There are many traces on Aarø from the time when the island was the northernmost German island. From the war in 1864 and up to the reunion in 1920, the Danish border ran along the Kongeåen river. Aarø belonged to the part of Southern Jutland that ended up under German rule.

Less than 10 minutes’ walk from the marina, you will find the village Aarø By with the church located on the outskirts of the village. It looks like a traditional Danish church, but it was actually built while the island was under German rule. The church was ready for consecration in 1906 and was christened Julekirken – ‘the Christmas Church’ – by the bishop of Schleswig.

All the way up to the present, the islanders thought the name was due to the church being consecrated at Christmas. However, recent research has brought an entirely different story to light. It turns out that the bishop had been to Jerusalem with the German imperial couple and had visited the German church there. And, not surprisingly, that was also called the Christmas Church. The bishop brought the name with him to Aarø – much to the surprise of the islanders.

Dikes built by convicts

The dikes on Aarø are also worth a visit. When you are on your way from the harbour into the village, you will encounter one of the two dikes on the island that were built by Russian prisoners of war who were quartered on the island. This is the dike south of the road, which was constructed after the great flood of 1872 when the water broke through the old dikes. The Russians also built the dike that protects the island along the northern shores, and to this day both dikes are known as “the Russian Dikes”.

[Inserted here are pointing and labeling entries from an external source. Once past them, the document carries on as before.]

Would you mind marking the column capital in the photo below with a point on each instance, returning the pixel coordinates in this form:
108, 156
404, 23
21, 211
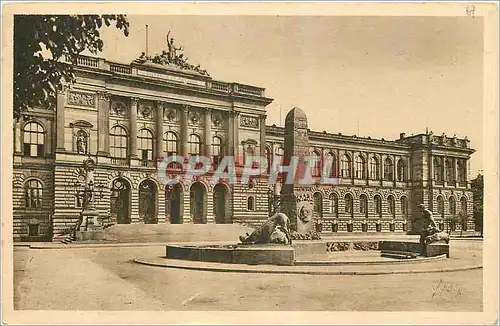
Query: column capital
104, 96
186, 108
160, 104
134, 101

The first dike that was constructed on the island dates from before the Flood. It was built in 1869 at “Æ højvej” – ‘the high road’ – that is located a short distance north of Julekirken.

The dikes are important on an island like Aarø, and to this day the islanders have a dike guild who continually maintain the protection against the water at high tide.

Incidentally, the island also has a 150-year-old pumping station for draining the island. Without the pumping station, the water head would be almost 2,7 metres (approx. 11 ft) higher! The damming has provided several extra hectares of prime farmland on the island.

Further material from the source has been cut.